La situation ne serait pas suffisamment grave en France, en ces jours d'hiver du civisme, qu'il faille s'amuser à exciter des polémiques minables de cour de récréation électorale ? Pendant combien de temps encore, en France, faudra-t-il que la démocratie soit défendue par des cons ?

On peut ne guère aimer Mme Marine Le Pen.
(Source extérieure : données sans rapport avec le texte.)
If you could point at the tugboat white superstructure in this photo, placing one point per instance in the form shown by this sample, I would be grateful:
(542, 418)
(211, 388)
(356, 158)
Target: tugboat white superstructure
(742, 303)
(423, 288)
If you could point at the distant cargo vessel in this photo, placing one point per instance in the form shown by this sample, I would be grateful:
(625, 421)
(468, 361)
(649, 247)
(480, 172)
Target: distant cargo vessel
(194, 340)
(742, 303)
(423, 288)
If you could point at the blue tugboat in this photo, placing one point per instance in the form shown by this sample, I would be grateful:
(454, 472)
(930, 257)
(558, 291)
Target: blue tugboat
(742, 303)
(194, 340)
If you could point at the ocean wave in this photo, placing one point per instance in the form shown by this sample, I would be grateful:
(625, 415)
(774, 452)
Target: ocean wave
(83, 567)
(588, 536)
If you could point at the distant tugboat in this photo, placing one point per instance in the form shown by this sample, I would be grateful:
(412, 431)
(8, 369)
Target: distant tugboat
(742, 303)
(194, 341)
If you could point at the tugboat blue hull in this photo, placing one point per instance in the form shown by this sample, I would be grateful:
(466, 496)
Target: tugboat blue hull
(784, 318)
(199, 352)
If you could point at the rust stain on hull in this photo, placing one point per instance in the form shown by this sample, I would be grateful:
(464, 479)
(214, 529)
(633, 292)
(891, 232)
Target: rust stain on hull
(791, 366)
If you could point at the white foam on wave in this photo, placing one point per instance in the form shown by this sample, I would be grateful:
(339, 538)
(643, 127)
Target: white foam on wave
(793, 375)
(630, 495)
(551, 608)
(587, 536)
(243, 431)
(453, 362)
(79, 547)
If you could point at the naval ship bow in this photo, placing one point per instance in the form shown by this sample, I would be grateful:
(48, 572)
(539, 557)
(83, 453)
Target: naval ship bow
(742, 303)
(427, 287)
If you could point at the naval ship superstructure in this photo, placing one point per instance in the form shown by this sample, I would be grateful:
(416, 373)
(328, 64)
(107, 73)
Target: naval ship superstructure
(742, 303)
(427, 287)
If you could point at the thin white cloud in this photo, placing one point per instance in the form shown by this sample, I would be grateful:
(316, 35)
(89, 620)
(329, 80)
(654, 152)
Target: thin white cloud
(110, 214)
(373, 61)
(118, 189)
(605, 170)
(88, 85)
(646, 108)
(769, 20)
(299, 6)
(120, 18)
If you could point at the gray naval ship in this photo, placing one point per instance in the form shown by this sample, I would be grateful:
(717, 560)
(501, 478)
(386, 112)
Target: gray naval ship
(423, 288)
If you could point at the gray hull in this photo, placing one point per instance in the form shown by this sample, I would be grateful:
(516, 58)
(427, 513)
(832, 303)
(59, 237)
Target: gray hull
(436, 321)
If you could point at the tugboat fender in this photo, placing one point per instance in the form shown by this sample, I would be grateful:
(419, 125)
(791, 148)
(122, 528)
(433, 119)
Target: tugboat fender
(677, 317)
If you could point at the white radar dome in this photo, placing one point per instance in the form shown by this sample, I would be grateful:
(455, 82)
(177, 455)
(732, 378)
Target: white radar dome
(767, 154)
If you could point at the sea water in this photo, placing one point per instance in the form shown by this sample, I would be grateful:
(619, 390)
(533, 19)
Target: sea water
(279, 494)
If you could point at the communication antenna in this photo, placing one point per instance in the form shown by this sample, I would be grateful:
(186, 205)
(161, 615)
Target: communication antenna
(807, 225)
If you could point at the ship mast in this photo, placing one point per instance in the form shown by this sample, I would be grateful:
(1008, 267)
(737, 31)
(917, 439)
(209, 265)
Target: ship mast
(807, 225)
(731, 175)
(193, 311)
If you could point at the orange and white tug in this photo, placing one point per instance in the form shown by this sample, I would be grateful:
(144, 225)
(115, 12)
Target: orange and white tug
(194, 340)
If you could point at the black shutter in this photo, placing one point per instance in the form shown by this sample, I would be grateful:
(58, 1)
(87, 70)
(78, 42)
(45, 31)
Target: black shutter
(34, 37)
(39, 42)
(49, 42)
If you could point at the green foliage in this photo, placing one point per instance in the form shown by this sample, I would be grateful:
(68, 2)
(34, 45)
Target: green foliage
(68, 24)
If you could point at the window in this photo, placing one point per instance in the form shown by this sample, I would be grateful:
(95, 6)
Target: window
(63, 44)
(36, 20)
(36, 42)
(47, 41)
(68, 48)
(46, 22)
Ni son style foncièrement brutal — «dédiabolisation» ou pas, elle reste bien la fille de son père —, ni l'essentiel de son programme — sur les plans économique et géopolitique, entre autres, ce patchwork de contradictions mal tissées frise l'aberration —, ni son cynisme, qui la fait tapiner dans tous les lobbies «sociétaux» du jour pour faire «branché-conforme» — et finir de déboulonner, par la même occasion, la statue balourde du patriarche.

Seulement il y a les faits : les faits, on peut le déplorer ça n'y changera rien, c'est que Marine Le Pen et son Front national ne sont pas loin de représenter, électoralement, le deuxième parti de France. Peut-être même le premier ! Et plus précisément, malgré les intenables contradictions programmatiques et conceptuelles évoquées plus haut, le dernier parti ouvrier, ou tout simplement populaire, de France — le Parti communiste ayant fini de se dissoudre dans l'acide du camarade Mélenchon, le confortable prébendier qui n'a jamais eu de rouge que la cravate et les cordes vocales.
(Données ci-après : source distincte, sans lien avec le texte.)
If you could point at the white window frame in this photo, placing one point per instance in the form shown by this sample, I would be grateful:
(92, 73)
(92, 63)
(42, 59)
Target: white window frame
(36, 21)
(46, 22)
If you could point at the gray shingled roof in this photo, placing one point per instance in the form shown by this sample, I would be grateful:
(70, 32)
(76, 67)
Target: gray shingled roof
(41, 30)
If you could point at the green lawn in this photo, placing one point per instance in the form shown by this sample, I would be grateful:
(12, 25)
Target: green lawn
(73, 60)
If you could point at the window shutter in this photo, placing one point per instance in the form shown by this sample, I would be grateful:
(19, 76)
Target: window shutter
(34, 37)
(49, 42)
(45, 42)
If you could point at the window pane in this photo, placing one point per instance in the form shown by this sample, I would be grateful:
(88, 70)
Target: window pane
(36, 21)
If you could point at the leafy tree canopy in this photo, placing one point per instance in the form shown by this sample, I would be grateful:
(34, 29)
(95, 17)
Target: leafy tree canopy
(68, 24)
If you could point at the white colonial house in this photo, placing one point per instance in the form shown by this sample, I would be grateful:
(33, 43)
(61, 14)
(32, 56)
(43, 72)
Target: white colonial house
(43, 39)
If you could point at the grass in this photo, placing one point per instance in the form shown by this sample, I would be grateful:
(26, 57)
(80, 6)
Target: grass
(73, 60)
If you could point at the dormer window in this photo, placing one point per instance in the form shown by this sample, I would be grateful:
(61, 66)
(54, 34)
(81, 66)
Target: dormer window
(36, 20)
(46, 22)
Alors que peut valoir cette «unité» nationale, lorsque s'ébranlera demain la marche prétendument «républicaine» en hommage aux assassinés de Charlie Hebdo, de Montrouge et de la porte de Vincennes, si l'on en a exclu de fait, et avec quel dédain, le parti devenu l'ultime réceptacle des aspirations et des colères prolétariennes ? Quelque ambiguë, ou même irrationnelle, que puisse être cette évolution sociologique et politique.
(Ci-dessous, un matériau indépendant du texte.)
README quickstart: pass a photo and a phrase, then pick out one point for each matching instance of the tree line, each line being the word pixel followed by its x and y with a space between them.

Quelle part du peuple, et même du «peuple de gauche», M. Cambadélis et son Parti «socialiste» croient-ils représenter ? Jusqu'où iront-ils pour achever de dessiner leur propre caricature : un clan de professionnels du système électoral, de notables et de bobos, club hétéroclite mais arc-bouté sur la conservation de ses derniers privilèges, ayant fait une croix définitive sur la défense et la représentation des classes populaires — ces minables «édentés», ces méprisables petits blancs, ces ruraux grossiers, ces employées «illettrées» (selon la délicate notation du petit banquier Macron) vouées au chômage ou à quelque délocalisation en Roumanie, ou n'importe où ailleurs où le serf ne coûte rien... Et tous ces jeunes sans formation, sans perspectives professionnelles, sans revenus pérennes, ces quinqua débarqués par les wagons de plans sociaux, ces «assistés» de tout poil faisant la clientèle cabossée des conseils généraux, des associations caritatives... ou du trottoir.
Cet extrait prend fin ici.